Das sagt mein Coach ständig.

»Nun, ich glaube, dass du dieses Jahr sehr viel lernen wirst, Finley.«

Etwas an der Art, wie er das sagt, löst in mir ein seltsames Gefühl aus. Als könnte er in die Zukunft blicken oder als wäre dieses Abendessen noch wichtiger, als ich gedacht habe.

Ich sehe dem Coach ins Gesicht und versuche, in seinen Augen zu lesen. Ich erkenne Verzweiflung, Frustration, Erschöpfung – all die Dinge, die ich in den Augen derer sehe, die schon zu lange in dieser Gegend gelebt haben.

»Wir sind in einer besonderen Situation, Finley. Weil ich dir vertraue, werde ich dir heute Abend so einiges erzählen, und ich will, dass du diese Dinge für dich behältst. Was ich dir jetzt sage, muss unter uns bleiben. Weder Erin noch dein Vater oder Großvater dürfen davon erfahren. Deine Teamkameraden auch nicht. Und vor allem niemand auf der Schule. Versprichst du mir, dass du absolutes Stillschweigen bewahren wirst?«

Ich hab nicht den blassesten Schimmer, was der Coach mir erzählen will. Mein Herz schlägt sehr schnell, und ich merke, dass ich ebenfalls schlucke. Ich nicke, um den Coach wissen zu lassen, dass ich kein Sterbenswörtchen verraten werde.

»Also gut.
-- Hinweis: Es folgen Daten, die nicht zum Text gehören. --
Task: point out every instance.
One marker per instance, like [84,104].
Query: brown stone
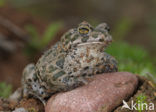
[103,94]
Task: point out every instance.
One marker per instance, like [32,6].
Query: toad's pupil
[83,31]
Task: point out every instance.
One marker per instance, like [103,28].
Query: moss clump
[131,58]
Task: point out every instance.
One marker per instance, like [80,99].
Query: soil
[145,87]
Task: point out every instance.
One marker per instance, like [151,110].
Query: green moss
[132,58]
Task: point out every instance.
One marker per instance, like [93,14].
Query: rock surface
[103,94]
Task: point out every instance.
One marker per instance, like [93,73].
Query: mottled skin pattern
[70,62]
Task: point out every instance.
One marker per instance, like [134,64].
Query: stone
[103,94]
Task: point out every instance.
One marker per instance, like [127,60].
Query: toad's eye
[83,30]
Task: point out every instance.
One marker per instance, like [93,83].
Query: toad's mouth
[91,43]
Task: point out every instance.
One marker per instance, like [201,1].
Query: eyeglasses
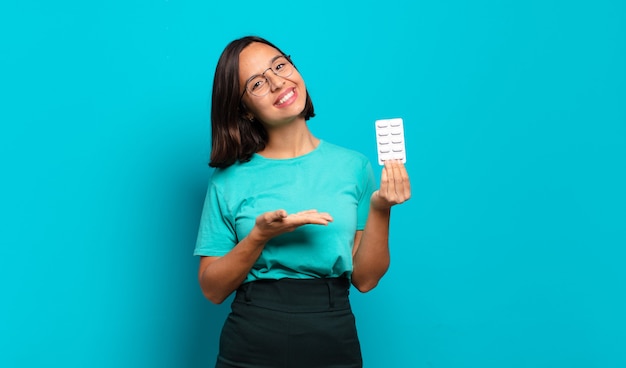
[258,85]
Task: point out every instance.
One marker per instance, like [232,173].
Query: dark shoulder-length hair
[235,137]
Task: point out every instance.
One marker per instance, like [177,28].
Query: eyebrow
[271,62]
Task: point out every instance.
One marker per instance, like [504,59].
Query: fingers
[395,186]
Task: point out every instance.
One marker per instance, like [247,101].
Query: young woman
[289,220]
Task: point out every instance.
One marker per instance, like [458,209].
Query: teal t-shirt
[329,179]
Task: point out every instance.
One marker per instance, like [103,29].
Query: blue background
[511,252]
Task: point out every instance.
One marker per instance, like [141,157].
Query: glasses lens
[258,85]
[282,67]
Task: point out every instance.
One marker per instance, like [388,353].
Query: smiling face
[286,98]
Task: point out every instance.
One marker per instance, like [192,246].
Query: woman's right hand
[271,224]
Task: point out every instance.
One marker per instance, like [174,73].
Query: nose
[276,82]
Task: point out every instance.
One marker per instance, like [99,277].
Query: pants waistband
[296,295]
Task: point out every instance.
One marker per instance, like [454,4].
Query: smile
[286,97]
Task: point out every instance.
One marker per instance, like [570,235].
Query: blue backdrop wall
[511,252]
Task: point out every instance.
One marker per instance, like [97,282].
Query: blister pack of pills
[390,140]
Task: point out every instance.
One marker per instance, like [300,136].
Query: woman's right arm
[220,276]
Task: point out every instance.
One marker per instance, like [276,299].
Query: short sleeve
[216,235]
[367,186]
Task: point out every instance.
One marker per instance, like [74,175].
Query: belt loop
[248,293]
[331,298]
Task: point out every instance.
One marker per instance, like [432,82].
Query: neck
[289,141]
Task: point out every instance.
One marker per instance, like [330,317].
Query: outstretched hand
[274,223]
[395,187]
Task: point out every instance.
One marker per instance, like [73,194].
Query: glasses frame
[245,89]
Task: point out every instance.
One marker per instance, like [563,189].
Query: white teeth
[286,97]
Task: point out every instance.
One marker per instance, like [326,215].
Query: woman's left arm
[371,246]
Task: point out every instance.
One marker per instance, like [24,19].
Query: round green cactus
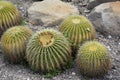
[93,59]
[48,50]
[13,43]
[77,29]
[9,16]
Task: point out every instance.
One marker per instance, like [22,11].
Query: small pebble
[109,36]
[73,73]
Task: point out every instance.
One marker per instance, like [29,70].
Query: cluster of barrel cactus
[48,50]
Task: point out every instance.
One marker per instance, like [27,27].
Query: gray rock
[94,3]
[51,12]
[106,18]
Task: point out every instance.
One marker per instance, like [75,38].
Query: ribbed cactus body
[93,59]
[77,29]
[48,50]
[9,16]
[14,42]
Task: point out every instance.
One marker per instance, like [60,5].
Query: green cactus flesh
[93,59]
[9,16]
[13,43]
[48,50]
[77,29]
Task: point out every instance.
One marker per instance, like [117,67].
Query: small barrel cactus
[93,59]
[9,16]
[77,29]
[13,43]
[48,50]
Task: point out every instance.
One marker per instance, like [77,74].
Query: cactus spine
[48,50]
[77,29]
[9,16]
[13,43]
[93,59]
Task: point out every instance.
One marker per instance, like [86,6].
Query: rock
[94,3]
[51,12]
[106,18]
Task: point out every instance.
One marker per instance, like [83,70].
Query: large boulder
[94,3]
[50,12]
[106,18]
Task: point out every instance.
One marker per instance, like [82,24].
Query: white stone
[106,18]
[51,12]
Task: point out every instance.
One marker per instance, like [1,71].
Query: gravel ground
[20,72]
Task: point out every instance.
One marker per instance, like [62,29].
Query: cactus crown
[14,42]
[93,59]
[9,16]
[48,50]
[77,29]
[46,39]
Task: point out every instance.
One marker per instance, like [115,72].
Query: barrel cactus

Sagt dir der Name Russel Allen etwas?«

Ich schüttele den Kopf.

»Also hör zu: Russel hat drei Jahre lang für ein Highschoolteam in L. A. gespielt. In seinem letzten Mittelstufenjahr hat er sich dann landesweit einen Namen gemacht. Er gilt als eines der größten Talente in den USA. Mit seinen siebzehn Jahren hat er bereits die physischen Voraussetzungen eines Profis. Ich hab mir mehrere Videos angesehen und bin davon überzeugt, dass er schon jetzt für jedes NBA-Team spielen könnte. Ein knapp zwei Meter großer Point Guard, der das Inside- und Outside-Spiel beherrscht. Ein cleverer Spieler. Stark im Fast Break. Schnell und wendig. Ein guter Rebounder. Der beste Highschoolverteidiger, den ich je gesehen habe. Abgesehen davon hat er beim Studierfähigkeitstest fast die volle Punktzahl erreicht und in den drei Jahren, in denen er nonstop Basketball gespielt hat, nur Bestnoten bekommen. Er gilt als aufgeschlossen und unkompliziert. Seine Arbeitsmoral ist vorbildlich. Alle Unis im Land reißen sich um den Jungen.«

Dass der Coach diesen Spieler liebt, liegt auf der Hand, aber ich verstehe nicht ganz, warum er mir all diese Details erzählt – zumal dieser Allen am anderen Ende des Landes spielt –, und schon gar nicht, warum ich alles für mich behalten soll.

»Kennst du die Allens in der Porter Street? Die wohnen neben dem Drinkers, du weißt schon, diese Spelunke.«

»Nein.« Ich bin nie in diesem Teil der Stadt. Dort gibt es keine Iren.